Thomas L. Friedman Reporting: The Other Side of Outsourcing (46min.)
HC435.2 .T56 2004
Summary: New York Times columnist Thomas L. Friedman examines how people, businesses, and governments are affected by the outsourcing of knowledge-based jobs. Mr. Friedman visits Bangalore, India to see how culture, government, geography, and economics came together to make the employees are trained to speak with American accents and catch phrases, Anglicized name for themselves to use while on the phone with operations that are being outsourced, such as high tech animation and video game production companies. Several people tell Friedman how community contributed to the easing of recent political tensions between India and Pakistan. Friedman notes that some have responded to the American influx with anger and violence, while many Indians have incorporated elements of the American way of life into their own lives while still maintaining their own values and culture. Friedman concludes that the spread of American culture is potentially making the world a safer and more stable place.
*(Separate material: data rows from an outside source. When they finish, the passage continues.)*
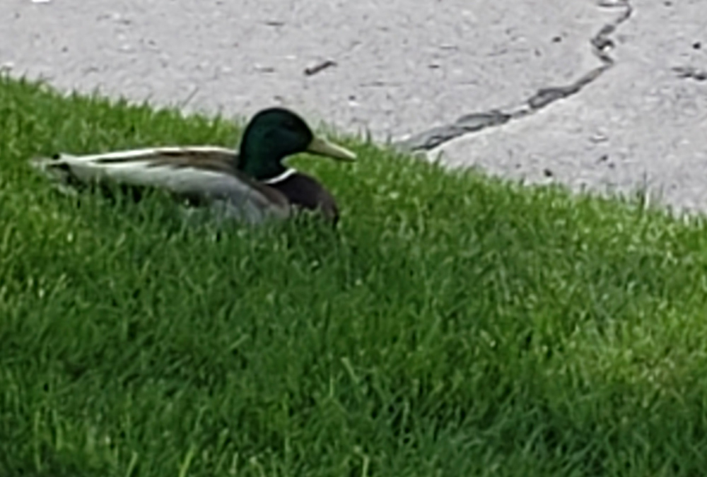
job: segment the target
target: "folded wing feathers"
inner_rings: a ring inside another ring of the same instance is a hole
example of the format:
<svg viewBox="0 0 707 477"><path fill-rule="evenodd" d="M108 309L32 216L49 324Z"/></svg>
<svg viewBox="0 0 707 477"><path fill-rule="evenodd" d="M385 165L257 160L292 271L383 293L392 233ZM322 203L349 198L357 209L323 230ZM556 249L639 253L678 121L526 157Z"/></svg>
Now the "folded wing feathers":
<svg viewBox="0 0 707 477"><path fill-rule="evenodd" d="M289 214L285 197L235 170L237 153L224 148L157 148L94 154L59 155L33 161L42 170L64 170L80 182L105 179L166 189L177 194L226 201L236 208Z"/></svg>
U.S.: China, Trade and Human Rights (28 min.)
HF1733.C5 U54 2002
Summary: Focuses on China's attempts to demonstrate "significant overall progress" in their human rights policies in order to receive "Most-Favored-Nation" status by the United States.

Vaquero: the Forgotten Cowboy (28 min.)
F395.M5 V37 2005
Summary: A look at the lives and culture of a small group of vaqueros living in South Texas.
Special feature: "La mujer en el rancho" (1993, 10 min.), a documentary film that examines the role of women in the ranching culture of South Texas from 1750 to the present.

Vartan Gregorian: Living in the Information Age (26 min.)
LC191.4.V37 1994
Summary: Brown University President Varton Gregorian shares his views on the information age and how education must show a direct connection between this information and life.

Visiones (180 min.)
N6538.H58 V57 2004
Summary: A look at the contributions of Latinos to the American artistic scene.
Contents: Disc 1. Episode 1. Nuyorican spoken word -- Episode 2. Miriam Colón ; Santeros -- Episode 3. La Virgen de Guadalupe; Willie Varela -- Disc 2. Episode 4. Rokafella’s hip hop ; The Miami sound ; Rudy Perez -- Episode 5. Taco shop poets ; The art of performance -- Episode 6. [Untitled].

We Feed the World (96 min.)
HD9000.5 .W4 2007 Summary: "Close to a billion of the nearly seven billion people on earth are starving today. But the food we are currently producing could feed 12 billion people. This is a film about food and globalization, fishermen and farmers, the flow of goods and cash flow - a film about scarcity amid plenty"--Container.

The World According to Sesame Street (100 min.)
PN1992.77.S43 W67 2006
Summary: “Explores the behind-the-scenes drama, challenges, and rewarding outcome of producing local versions of the world’s most watched children’s television program. The film follows dedicated Sesame producers around the globe as they team with local producers to bring to life the shows in Bangladesh, Kosovo and South Africa" -- Container.